Jeremy Knowles Award 2011 Winner
Awarded for his work on determining the structure and function of human oxygenases of chemical and biomedical importance.
About the Winner
Following doctoral research on new types of antibiotic and characterising the enzymes involved in the biosynthesis of the clinically important cephalosporin antibiotics (under the supervision of Jack E. Baldwin) Chris Schofield has established a research career focused on developing a chemical understanding of biological systems of medicinal importance. Much of his research has concerned mechanistic and structural studies on enzymes that are potential targets for medicinal chemistry or are involved in the biosynthesis of medicinally important compounds such as antibiotics.
The group has developed internationally recognised expertise in the area of non-haem oxygenases and in particular the 2-oxoglutarate (2OG) dependent enzymes. These enzymes are of physiological and medicinal importance and of intrinsic interest from a chemical perspective as they catalyse reactions, e.g. hydroxylation of an unactivated C-H bond, that are not presently accessible to synthetic chemistry. The group has carried out extensive mechanistic, inhibition, and functional studies, utilising a range of techniques including synthetic chemistry, biophysical and kinetic analyses.

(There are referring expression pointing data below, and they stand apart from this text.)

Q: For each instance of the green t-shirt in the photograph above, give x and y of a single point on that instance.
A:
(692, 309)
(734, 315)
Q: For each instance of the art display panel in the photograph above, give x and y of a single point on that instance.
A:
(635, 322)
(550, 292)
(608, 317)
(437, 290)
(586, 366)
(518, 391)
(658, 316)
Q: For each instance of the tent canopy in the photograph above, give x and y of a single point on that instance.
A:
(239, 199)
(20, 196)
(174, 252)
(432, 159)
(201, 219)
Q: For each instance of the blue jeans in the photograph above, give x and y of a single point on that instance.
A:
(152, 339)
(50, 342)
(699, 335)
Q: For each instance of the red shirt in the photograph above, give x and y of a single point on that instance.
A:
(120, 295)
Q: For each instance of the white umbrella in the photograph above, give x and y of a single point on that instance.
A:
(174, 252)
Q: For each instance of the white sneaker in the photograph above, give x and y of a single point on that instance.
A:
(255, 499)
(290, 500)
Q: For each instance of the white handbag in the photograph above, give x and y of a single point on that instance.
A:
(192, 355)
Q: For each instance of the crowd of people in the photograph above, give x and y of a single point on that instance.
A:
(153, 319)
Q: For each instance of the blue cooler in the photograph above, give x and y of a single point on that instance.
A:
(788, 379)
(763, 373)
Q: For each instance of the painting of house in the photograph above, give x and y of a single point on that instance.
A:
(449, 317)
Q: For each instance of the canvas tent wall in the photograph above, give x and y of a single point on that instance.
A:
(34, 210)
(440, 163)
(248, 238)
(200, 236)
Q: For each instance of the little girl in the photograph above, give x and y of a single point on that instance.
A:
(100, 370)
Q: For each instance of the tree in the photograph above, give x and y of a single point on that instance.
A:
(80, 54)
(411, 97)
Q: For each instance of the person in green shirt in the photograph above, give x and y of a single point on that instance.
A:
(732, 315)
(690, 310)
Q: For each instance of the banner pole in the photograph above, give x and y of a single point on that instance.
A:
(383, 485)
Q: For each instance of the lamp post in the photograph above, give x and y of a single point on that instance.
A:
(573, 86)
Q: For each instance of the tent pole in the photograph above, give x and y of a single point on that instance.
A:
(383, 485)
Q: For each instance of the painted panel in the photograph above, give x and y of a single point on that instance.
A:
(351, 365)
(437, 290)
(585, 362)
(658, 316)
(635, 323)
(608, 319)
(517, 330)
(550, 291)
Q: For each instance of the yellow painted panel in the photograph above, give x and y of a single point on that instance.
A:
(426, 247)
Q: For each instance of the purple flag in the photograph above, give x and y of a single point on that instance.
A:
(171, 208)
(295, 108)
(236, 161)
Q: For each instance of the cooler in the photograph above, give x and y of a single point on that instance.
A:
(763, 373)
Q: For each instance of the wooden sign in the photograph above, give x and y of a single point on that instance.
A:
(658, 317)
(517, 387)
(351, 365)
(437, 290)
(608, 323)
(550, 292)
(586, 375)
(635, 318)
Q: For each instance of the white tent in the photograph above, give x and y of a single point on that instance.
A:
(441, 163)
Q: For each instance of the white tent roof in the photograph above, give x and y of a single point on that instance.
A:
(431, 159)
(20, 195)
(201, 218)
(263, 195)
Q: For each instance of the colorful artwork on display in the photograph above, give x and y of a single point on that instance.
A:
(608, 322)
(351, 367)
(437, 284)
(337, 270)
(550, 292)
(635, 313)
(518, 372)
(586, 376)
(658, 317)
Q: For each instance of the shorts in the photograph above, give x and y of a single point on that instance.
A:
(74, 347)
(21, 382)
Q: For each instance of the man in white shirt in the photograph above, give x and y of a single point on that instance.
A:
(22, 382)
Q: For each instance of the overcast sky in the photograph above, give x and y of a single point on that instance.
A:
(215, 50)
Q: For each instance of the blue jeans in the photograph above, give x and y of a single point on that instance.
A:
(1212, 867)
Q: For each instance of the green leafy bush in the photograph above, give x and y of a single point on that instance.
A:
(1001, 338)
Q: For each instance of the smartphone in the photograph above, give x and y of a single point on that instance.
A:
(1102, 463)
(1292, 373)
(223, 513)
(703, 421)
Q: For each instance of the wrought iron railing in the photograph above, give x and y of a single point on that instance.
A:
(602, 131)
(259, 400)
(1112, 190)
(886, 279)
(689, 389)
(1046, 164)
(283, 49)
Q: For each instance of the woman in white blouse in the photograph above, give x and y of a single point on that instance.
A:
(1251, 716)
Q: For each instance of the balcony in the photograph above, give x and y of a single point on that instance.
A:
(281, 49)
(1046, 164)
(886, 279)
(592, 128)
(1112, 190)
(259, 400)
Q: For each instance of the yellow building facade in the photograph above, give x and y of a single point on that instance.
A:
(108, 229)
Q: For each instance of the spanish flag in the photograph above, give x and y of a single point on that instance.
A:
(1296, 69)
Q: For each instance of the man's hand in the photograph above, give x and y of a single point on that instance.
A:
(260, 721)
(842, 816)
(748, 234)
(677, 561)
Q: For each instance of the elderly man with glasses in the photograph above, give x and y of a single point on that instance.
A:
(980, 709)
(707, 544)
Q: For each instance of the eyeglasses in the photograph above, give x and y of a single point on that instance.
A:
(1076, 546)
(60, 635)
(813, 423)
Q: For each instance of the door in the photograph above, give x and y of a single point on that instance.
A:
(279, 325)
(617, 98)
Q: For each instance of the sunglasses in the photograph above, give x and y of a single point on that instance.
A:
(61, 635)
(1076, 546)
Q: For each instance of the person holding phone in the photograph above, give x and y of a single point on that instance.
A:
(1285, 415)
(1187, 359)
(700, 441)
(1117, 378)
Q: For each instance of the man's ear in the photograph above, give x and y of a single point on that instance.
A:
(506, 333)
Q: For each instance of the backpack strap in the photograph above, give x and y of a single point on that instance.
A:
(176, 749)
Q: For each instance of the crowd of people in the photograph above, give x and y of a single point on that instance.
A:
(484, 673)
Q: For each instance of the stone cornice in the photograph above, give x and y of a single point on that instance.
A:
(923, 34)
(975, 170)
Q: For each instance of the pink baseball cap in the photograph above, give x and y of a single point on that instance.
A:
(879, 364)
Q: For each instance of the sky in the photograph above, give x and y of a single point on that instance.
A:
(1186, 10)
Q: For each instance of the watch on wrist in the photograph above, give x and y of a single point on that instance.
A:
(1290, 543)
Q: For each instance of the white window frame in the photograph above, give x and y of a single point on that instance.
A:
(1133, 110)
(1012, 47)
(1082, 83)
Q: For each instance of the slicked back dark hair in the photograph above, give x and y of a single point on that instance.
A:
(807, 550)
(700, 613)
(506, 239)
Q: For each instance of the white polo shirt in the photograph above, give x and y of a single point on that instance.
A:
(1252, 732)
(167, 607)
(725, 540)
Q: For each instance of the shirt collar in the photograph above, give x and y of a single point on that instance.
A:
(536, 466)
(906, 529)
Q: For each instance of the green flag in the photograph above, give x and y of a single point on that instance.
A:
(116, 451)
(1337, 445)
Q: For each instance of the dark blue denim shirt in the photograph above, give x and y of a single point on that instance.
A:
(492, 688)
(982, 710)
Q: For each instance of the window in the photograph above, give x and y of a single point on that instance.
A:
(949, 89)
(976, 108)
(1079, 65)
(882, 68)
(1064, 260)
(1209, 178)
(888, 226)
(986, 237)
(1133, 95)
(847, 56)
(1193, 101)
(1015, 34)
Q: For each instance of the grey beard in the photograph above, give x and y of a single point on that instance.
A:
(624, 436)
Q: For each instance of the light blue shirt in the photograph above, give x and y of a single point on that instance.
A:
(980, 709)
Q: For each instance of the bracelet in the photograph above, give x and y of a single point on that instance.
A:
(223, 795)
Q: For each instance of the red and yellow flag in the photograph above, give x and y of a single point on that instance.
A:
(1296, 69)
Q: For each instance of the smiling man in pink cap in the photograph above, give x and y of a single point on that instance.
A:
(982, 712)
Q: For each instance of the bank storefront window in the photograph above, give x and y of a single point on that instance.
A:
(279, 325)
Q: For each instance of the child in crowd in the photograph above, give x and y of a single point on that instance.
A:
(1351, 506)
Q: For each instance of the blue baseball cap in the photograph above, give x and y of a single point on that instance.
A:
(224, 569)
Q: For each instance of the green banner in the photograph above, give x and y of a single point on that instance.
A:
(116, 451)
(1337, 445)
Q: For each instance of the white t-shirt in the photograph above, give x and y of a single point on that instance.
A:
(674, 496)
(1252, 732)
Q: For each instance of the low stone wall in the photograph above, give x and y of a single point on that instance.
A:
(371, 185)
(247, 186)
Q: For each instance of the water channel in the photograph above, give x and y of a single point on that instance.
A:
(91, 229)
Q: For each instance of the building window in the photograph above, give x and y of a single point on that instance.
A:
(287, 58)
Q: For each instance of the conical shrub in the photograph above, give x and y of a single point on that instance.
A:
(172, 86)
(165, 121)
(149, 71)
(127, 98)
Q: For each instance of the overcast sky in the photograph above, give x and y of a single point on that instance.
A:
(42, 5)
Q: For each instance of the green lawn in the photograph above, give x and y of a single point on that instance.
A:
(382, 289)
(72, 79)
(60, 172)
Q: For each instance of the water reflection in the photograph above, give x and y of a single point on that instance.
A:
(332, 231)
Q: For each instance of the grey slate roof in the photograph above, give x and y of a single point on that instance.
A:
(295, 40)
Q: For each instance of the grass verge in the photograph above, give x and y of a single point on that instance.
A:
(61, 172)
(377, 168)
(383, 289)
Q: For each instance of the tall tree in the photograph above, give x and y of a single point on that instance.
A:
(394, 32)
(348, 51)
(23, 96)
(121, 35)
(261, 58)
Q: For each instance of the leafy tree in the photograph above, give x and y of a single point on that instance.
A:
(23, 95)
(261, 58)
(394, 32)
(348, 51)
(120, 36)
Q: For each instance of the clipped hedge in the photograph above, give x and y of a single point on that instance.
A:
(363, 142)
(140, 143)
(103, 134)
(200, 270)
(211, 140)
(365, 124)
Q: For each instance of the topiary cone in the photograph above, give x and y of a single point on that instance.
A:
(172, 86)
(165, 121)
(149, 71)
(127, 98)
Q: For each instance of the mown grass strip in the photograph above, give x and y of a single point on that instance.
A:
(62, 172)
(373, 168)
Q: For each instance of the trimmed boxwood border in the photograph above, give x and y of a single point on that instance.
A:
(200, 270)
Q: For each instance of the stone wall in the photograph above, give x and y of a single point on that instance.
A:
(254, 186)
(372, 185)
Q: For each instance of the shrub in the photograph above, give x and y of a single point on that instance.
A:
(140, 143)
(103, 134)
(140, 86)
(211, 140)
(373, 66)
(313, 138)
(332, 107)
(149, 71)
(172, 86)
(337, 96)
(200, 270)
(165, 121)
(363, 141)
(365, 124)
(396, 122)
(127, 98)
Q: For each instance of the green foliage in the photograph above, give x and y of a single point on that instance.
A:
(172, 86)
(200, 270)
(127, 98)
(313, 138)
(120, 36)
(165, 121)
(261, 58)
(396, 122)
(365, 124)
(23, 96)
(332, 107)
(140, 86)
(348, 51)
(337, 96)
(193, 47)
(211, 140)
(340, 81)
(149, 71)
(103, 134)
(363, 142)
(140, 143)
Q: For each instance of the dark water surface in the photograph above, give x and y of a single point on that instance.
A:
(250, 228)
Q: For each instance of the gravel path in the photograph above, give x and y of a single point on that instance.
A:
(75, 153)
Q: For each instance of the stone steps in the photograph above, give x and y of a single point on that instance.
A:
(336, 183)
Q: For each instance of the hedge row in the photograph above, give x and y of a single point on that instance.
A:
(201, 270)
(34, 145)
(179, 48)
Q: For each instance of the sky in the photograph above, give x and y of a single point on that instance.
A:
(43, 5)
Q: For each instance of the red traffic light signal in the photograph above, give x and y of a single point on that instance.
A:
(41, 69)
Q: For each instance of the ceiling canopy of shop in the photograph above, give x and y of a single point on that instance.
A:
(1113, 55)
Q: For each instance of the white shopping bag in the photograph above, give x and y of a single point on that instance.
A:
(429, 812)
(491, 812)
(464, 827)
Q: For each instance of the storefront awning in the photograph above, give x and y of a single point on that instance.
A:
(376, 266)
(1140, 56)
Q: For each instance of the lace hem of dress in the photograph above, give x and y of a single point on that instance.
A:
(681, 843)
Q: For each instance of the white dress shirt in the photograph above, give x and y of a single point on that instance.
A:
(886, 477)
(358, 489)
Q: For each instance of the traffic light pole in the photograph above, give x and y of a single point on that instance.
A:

A current focus is functional assignments of human oxygenases and the identification of new therapeutic targets. Studies on the role of oxygenases in metabolism have led to insights into genetic diseases and the assignment of the fat mass and obesity associated protein as a nucleic demethylase. This work placed the group in an excellent technical position to examine the possibility that 2OG oxygenases are involved in sensing roles in humans. Working with Peter Ratcliffe, a set of 2OG oxygenases that catalyse hypoxia inducible factor (HIF) prolyl hydroxylation were identified. Extensive structural and mechanistic studies on these enzymes have been carried out with highlights including the first crystal structures for human 2OG oxygenases including the most important enzyme in human oxygen sensing (PHD2).
This work has helped to create a platform for the molecular analysis of hypoxia responses - an activity that is now being pursued in academic laboratories worldwide. The work has also enabled major pharmaceutical companies to establish programmes aimed at modulating HIF hydroxylase activity for therapeutic benefit.